Ando T, Skolnick J - PLoS Comput. Biol. (2014)

Bottom Line: Recent experimental results and theoretical analyses revealed that the proteins show a rotation-coupled sliding along DNA helical pitch.Our results indicate that intermolecular hydrodynamic interactions reduce 1D diffusivity by 30%.This hopping significantly increases sliding speed.

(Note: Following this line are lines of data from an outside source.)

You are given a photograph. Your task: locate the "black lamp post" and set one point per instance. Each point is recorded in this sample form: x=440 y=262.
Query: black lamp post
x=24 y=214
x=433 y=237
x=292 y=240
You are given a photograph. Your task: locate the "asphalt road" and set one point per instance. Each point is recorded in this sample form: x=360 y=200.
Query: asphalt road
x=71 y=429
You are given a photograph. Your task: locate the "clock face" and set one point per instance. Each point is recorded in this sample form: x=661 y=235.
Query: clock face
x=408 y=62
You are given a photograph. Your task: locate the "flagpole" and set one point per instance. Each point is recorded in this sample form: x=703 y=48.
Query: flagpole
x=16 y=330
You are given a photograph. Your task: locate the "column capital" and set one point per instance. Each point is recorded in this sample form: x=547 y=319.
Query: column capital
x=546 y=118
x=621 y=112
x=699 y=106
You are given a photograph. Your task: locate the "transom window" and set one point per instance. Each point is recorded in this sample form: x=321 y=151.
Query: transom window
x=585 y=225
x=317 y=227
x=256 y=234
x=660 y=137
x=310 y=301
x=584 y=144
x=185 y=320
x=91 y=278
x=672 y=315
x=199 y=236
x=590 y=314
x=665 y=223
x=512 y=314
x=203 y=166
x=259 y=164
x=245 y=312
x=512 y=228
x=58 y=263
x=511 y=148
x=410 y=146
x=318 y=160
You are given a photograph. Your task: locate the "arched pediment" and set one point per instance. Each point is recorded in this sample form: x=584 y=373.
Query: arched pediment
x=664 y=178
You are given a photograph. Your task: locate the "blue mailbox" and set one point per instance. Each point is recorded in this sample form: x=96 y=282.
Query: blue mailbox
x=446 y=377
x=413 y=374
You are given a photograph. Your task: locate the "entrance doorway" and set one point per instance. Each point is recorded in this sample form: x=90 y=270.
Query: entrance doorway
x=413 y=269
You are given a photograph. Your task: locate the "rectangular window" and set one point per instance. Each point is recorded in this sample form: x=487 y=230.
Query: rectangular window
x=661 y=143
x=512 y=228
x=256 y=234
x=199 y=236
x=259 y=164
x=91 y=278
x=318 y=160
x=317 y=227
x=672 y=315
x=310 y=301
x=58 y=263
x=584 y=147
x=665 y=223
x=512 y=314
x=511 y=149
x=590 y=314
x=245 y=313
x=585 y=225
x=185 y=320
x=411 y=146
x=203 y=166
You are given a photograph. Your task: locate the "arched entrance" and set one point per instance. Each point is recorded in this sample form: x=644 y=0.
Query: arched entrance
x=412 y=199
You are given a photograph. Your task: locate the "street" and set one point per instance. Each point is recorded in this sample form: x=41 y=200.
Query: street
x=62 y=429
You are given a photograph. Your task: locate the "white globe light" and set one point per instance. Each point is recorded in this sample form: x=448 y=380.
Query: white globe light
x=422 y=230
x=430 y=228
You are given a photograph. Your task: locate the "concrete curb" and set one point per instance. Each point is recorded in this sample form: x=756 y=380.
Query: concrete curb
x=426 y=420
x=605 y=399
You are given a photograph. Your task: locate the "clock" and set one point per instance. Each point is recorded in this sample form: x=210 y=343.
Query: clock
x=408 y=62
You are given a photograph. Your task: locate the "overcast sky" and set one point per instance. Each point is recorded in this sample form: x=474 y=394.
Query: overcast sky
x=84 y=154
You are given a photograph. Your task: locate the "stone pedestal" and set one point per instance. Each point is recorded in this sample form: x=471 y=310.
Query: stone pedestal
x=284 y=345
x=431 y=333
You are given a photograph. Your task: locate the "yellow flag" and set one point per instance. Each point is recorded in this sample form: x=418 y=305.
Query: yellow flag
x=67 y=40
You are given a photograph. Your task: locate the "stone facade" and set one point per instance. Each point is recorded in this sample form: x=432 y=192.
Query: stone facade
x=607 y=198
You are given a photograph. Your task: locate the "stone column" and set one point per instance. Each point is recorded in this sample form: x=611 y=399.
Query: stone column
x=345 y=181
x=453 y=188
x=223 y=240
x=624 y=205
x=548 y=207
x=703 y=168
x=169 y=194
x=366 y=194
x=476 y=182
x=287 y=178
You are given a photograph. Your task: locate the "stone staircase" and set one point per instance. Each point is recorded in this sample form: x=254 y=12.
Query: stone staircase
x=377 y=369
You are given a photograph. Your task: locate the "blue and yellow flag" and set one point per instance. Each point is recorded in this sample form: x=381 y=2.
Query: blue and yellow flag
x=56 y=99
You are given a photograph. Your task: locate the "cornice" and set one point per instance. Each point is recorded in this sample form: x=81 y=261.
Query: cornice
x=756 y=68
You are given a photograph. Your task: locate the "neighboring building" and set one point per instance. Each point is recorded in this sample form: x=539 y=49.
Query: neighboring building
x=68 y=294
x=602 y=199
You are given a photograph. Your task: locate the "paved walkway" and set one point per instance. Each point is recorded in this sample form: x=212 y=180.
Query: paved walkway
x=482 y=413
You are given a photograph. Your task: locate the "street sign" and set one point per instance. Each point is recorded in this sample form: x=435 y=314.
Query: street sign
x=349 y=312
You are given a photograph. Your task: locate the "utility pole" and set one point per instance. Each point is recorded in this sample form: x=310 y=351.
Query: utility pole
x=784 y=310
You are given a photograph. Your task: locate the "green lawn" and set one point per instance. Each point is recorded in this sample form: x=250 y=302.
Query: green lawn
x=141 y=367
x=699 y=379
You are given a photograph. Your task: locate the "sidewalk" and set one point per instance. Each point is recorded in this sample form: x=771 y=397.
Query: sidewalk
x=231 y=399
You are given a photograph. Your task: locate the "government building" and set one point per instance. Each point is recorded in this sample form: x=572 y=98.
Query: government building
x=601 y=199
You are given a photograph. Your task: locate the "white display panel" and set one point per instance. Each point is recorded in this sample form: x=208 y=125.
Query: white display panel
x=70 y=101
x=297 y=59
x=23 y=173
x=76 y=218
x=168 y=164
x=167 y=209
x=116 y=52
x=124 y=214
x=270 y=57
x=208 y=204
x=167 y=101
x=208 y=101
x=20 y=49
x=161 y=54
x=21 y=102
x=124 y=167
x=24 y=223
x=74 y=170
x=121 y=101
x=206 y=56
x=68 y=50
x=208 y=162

View Article: PubMed Central - PubMed

Affiliation: Center for the Study of Systems Biology, School of Biology, Georgia Institute of Technology, Atlanta, Georgia, United States of America.

ABSTRACT
DNA binding proteins efficiently search for their cognitive sites on long genomic DNA by combining 3D diffusion and 1D diffusion (sliding) along the DNA. Recent experimental results and theoretical analyses revealed that the proteins show a rotation-coupled sliding along DNA helical pitch. Here, we performed Brownian dynamics simulations using newly developed coarse-grained protein and DNA models for evaluating how hydrodynamic interactions between the protein and DNA molecules, binding affinity of the protein to DNA, and DNA fluctuations affect the one dimensional diffusion of the protein on the DNA. Our results indicate that intermolecular hydrodynamic interactions reduce 1D diffusivity by 30%. On the other hand, structural fluctuations of DNA give rise to steric collisions between the CG-proteins and DNA, resulting in faster 1D sliding of the protein. Proteins with low binding affinities consistent with experimental estimates of non-specific DNA binding show hopping along the CG-DNA. This hopping significantly increases sliding speed. These simulation studies provide additional insights into the mechanism of how DNA binding proteins find their target sites on the genome.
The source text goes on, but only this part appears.